Dulu, aku sangat... apa ya namanya... entahlah, tapi intinya tidak nyamanlah dengan perempuan. Jika ada satu hal yang aku tidak ingin tahu dari dunia ini, itu adalah perempuan. Mungkin ini sekadar karena aku tidak nyaman dengan perubahan yang terjadi pada DIRIKU SENDIRI ketika puber. Namun, keterlanjuran itu sudah kepalang, dan beginilah aku. Syukurlah sekarang aku tidak perlu memahami perempuan. Aku hanya perlu memahami Cantik; dan selama ia pun berusaha memahamiku, maka segalanya akan baik-baik saja. Anak gadisku sendiri... entahlah. Aku belum tahu apakah Khaira akan dibesarkan sendiri oleh Bundanya kelak. Aku juga tidak tahu apakah ketika itu aku masih hidup atau tidak. Jika itu semua terjadi, mungkin aku akan punya pengalaman menyaksikan dengan mata kepala bagaimana seorang gadis kecil menjadi seorang perempuan. Namun, seperti halnya semua saja orang beraneka-ragam watak tabiatnya, begitu pulalah kurasa perempuan. Aku tidak mungkin merasa mampu membesarkan seorang gadis kecil menjadi seorang perempuan yang... shalihah? Hey, begitu banyaknya sisi dari kehidupan dan keseharian seorang perempuan (shalihah)! Lalu apakah seorang shalihah tidak boleh mengerang ketika mengalami orgasme? Apakah seorang shalihah lalu tidak suka mematut diri berlama-lama di depan cermin, meski tidak patut-patut juga menurut hematnya? Apakah seorang shalihah lalu tidak boleh mengenakan wangi-wangian, sehingga bau alaminya -yang meski dalam situasi-situasi tertentu pasti sangat merangsang- menguar kemana-mana sampai mengganggu ketertiban umum? Lalu shalihah itu apa? Well, mungkin... aku memang suka membuat orang nyeri di pantat. Giliran begini saja aku rinci sekali. Giliran seharusnya detil, malah berkelit dengan 'pada dasarnya' atau 'basically'...

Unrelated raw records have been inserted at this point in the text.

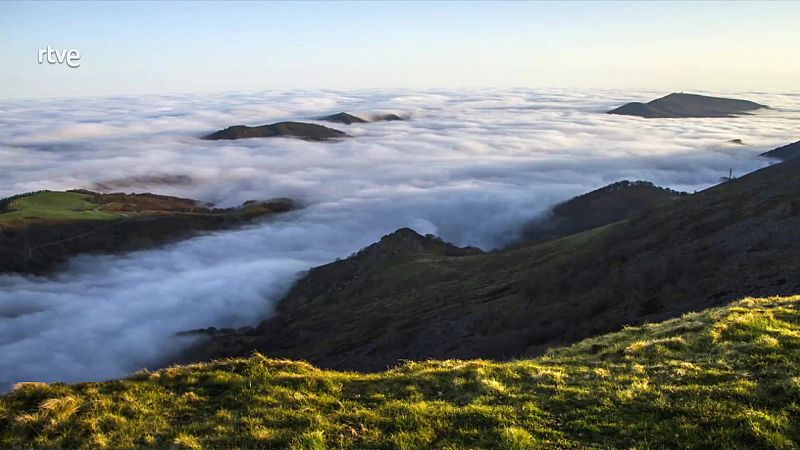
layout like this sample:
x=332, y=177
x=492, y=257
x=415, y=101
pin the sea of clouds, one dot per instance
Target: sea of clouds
x=469, y=166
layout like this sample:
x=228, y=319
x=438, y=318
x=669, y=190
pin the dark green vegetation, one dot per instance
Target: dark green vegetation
x=349, y=119
x=410, y=298
x=40, y=230
x=344, y=118
x=687, y=105
x=306, y=131
x=723, y=378
x=603, y=206
x=784, y=153
x=386, y=118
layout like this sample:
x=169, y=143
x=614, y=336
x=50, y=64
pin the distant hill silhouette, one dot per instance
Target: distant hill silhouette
x=343, y=117
x=603, y=206
x=349, y=119
x=412, y=297
x=306, y=131
x=686, y=106
x=784, y=153
x=386, y=118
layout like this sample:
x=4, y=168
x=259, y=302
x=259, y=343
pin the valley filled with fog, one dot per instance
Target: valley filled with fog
x=468, y=166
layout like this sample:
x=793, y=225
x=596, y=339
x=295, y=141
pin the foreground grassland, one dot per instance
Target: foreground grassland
x=56, y=206
x=723, y=378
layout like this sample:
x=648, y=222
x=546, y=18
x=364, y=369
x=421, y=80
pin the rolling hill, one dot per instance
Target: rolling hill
x=721, y=378
x=680, y=105
x=344, y=118
x=42, y=229
x=603, y=206
x=405, y=298
x=784, y=153
x=300, y=130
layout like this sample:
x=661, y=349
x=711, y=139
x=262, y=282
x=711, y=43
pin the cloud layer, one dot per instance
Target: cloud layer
x=470, y=166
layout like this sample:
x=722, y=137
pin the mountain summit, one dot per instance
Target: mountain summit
x=680, y=105
x=305, y=131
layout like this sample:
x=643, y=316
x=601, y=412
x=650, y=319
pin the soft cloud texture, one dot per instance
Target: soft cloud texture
x=470, y=166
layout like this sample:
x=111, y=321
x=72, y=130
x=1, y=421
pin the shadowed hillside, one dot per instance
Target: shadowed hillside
x=697, y=251
x=306, y=131
x=723, y=378
x=40, y=230
x=687, y=106
x=784, y=153
x=603, y=206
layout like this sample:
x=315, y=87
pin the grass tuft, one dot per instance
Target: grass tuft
x=722, y=378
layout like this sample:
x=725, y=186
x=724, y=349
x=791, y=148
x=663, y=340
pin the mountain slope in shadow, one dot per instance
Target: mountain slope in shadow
x=40, y=230
x=784, y=153
x=680, y=105
x=603, y=206
x=300, y=130
x=687, y=254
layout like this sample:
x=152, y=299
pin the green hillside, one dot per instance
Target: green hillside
x=723, y=378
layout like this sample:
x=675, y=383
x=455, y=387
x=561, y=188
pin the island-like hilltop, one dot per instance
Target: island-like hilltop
x=39, y=230
x=688, y=105
x=300, y=130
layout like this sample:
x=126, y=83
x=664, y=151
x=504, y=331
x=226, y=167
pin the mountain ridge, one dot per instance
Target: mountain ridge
x=682, y=105
x=732, y=240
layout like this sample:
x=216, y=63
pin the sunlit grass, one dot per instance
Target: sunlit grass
x=55, y=206
x=723, y=378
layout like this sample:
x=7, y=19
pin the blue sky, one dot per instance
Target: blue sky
x=154, y=47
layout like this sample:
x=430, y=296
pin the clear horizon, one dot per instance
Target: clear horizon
x=159, y=48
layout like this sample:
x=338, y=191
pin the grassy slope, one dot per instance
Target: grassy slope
x=735, y=240
x=56, y=206
x=722, y=378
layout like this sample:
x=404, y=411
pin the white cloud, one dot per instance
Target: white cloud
x=471, y=166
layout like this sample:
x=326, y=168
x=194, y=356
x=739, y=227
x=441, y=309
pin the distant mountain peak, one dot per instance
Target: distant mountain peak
x=684, y=105
x=343, y=117
x=301, y=130
x=784, y=153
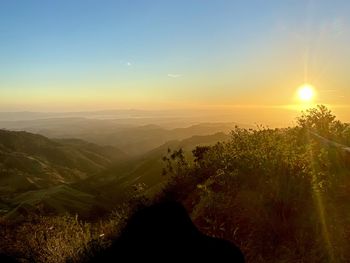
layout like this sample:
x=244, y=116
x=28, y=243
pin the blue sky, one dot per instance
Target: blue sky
x=115, y=54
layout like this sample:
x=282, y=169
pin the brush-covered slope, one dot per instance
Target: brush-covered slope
x=30, y=161
x=56, y=200
x=119, y=181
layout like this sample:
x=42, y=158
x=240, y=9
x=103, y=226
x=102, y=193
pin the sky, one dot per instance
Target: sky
x=72, y=55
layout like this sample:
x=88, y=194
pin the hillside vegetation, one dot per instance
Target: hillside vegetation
x=281, y=195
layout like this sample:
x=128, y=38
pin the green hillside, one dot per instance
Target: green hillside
x=118, y=182
x=29, y=161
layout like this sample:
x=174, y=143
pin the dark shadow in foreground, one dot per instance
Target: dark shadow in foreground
x=165, y=233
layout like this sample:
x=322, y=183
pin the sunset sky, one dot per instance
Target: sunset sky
x=186, y=54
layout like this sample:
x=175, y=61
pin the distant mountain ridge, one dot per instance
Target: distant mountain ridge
x=132, y=139
x=30, y=161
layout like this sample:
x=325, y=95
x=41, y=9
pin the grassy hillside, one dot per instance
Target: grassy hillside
x=119, y=181
x=29, y=161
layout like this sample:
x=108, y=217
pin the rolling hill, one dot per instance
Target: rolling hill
x=30, y=161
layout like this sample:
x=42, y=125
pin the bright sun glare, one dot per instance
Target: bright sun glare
x=306, y=93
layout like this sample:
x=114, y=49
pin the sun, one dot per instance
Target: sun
x=306, y=93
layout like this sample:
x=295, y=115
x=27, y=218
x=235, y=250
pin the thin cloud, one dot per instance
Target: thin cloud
x=174, y=75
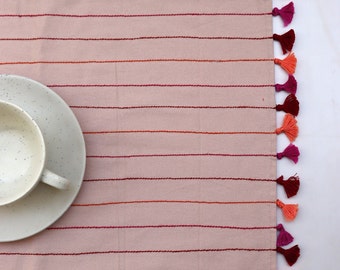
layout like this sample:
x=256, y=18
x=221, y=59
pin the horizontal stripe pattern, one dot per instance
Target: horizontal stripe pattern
x=162, y=94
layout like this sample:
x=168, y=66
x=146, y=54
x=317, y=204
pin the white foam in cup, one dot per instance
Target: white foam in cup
x=22, y=155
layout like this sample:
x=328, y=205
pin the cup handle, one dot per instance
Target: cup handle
x=54, y=180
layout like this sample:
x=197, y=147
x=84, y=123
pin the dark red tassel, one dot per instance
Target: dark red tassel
x=286, y=40
x=290, y=105
x=291, y=255
x=284, y=238
x=286, y=13
x=291, y=185
x=291, y=152
x=290, y=86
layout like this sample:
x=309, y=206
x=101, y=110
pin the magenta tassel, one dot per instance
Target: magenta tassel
x=286, y=13
x=290, y=86
x=291, y=152
x=284, y=238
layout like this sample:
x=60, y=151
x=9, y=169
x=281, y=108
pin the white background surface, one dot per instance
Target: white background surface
x=317, y=226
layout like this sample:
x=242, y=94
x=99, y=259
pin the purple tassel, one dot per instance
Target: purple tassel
x=291, y=152
x=290, y=86
x=284, y=238
x=286, y=13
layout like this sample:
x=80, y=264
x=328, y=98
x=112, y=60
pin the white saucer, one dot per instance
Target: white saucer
x=65, y=156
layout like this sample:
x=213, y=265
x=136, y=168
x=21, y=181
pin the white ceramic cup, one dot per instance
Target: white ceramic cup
x=22, y=155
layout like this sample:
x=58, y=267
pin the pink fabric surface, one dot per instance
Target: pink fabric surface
x=174, y=169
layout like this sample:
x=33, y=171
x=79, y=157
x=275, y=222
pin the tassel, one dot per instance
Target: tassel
x=286, y=40
x=290, y=105
x=291, y=185
x=289, y=127
x=288, y=64
x=291, y=152
x=289, y=211
x=284, y=238
x=290, y=86
x=286, y=13
x=291, y=255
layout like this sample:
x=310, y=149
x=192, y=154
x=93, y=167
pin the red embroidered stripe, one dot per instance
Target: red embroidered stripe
x=160, y=227
x=180, y=178
x=164, y=85
x=184, y=155
x=135, y=251
x=135, y=38
x=136, y=15
x=173, y=201
x=183, y=132
x=169, y=107
x=138, y=61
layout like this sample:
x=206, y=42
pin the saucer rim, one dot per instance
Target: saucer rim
x=82, y=166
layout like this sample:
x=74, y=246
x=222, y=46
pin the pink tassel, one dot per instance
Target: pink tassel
x=289, y=211
x=286, y=40
x=290, y=86
x=291, y=152
x=286, y=13
x=291, y=185
x=284, y=238
x=288, y=63
x=291, y=254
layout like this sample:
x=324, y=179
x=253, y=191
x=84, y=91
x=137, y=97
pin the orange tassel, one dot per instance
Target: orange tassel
x=288, y=64
x=289, y=127
x=289, y=210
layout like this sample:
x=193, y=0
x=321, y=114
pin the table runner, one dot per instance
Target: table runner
x=176, y=101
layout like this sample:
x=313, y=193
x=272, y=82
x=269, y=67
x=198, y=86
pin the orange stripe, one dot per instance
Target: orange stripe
x=172, y=201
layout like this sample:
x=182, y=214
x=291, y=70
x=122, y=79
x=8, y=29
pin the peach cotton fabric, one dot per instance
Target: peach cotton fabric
x=180, y=138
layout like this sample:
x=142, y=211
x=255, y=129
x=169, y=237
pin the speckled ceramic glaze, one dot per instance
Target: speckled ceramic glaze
x=65, y=155
x=22, y=155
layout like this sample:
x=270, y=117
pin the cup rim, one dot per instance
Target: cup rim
x=40, y=170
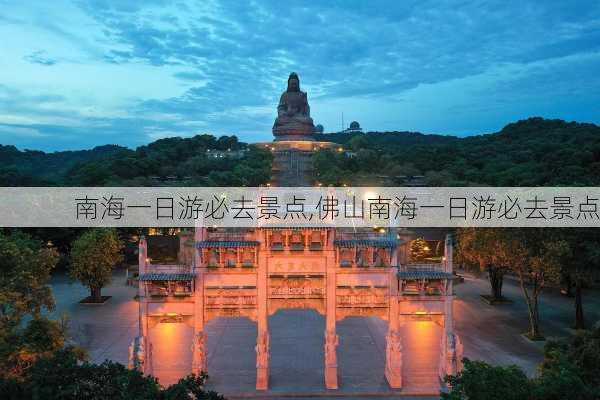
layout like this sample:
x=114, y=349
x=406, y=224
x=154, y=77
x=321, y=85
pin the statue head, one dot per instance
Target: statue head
x=293, y=83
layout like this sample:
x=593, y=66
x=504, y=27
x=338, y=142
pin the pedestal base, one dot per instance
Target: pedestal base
x=262, y=378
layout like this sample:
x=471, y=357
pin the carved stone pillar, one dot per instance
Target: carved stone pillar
x=199, y=353
x=199, y=363
x=331, y=343
x=393, y=359
x=262, y=322
x=393, y=349
x=331, y=339
x=262, y=361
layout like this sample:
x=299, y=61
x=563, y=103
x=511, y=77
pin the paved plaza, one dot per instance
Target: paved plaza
x=489, y=333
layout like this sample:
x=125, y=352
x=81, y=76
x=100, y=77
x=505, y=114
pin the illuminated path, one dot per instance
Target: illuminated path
x=488, y=333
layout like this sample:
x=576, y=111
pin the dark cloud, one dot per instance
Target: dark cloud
x=40, y=57
x=236, y=56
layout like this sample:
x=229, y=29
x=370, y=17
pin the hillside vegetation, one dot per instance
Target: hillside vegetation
x=202, y=160
x=531, y=152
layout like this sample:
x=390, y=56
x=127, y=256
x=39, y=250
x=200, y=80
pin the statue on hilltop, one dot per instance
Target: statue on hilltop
x=293, y=120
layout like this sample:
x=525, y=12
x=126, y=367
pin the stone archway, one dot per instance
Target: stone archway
x=361, y=352
x=231, y=358
x=296, y=349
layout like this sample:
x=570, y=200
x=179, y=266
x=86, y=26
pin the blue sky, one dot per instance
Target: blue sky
x=75, y=74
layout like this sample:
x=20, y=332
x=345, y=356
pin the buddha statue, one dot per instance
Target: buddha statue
x=293, y=120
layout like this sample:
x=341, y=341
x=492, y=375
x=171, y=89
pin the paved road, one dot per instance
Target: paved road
x=490, y=333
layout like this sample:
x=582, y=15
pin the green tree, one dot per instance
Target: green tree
x=93, y=256
x=63, y=375
x=571, y=367
x=481, y=381
x=580, y=259
x=534, y=255
x=25, y=267
x=479, y=247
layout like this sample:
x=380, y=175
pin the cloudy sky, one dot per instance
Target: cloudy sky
x=83, y=73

Dengan secara khusus mengulas mengenai perempuan dalam satu entri, tidaklah lagi mungkin bagiku berkelit bahwa aku tidak peduli perempuan. Pada kenyataannya, aku sangat peduli. Pada kenyataannya, aku sampai hari ini selalu tertarik pada gagasan-gagasan feminis, [yang moderat] atau setidaknya sudut pandang dana analisis gender. Pada keny... [Sudah! Hentikan!] fantasi-fantasi mengenai perempuan suci (sacred feminine) dan matrilinealisme tidak pernah berhenti menyihirku. Seorang lesbian pernah mengatakan bahwa jiwaku sangat feminin. (?!) Dulu, waktu kami masih kecil sekali, adikku pernah bercerita bahwa ia membayangkan tuhan seperti ibu-ibu. Aku agak terkejut waktu itu, karena dalam khayalanku tuhan itu laki-laki. Kini, tentu saja aku sudah tidak begitu. Namun, tidak bisa kupungkiri betapa khayalan-khayalan mengenai Maryam Ibu Isa al-Masih sungguh memukau. Aku dapat membayangkan betapa para padri Katolik itu bersimpuh meratap di hadapan Ibu Risang Sungkawa, membayangkan Sang Ibu sendiri membelai-belai kepala mereka; menyamankan, menenteramkan hati. Seperti itulah. Tepat di sini aku menyadari, betapa jauh jarak yang memisahkan suasana kebatinanku dengan gadis-gadis kecil itu. Apakah mungkin ada sesuatu yang dapat (atau harus?) dilakukan terhadap dunia yang menyenangkan dan tanpa ketakutan dewasa ini? Sungguh aku sudah sangat kelelahan memikirkannya. Belum sampai muak, sih hanya lelah. Betulkah harus kulakukan sesuatu untuk 'menyelamatkan' gadis-gadis kecilku, sedangkan aku sendiri tak mampu menghayati, menyelami kedalaman batin mereka? TIDAK! Setegas itu kukatakan. Bung Karno, dengan segala hormatku, menulis risalah khusus mengenai perempuan, kemudian didemo -juga oleh organisasi perempuan- karena menikahi Bu Hartini.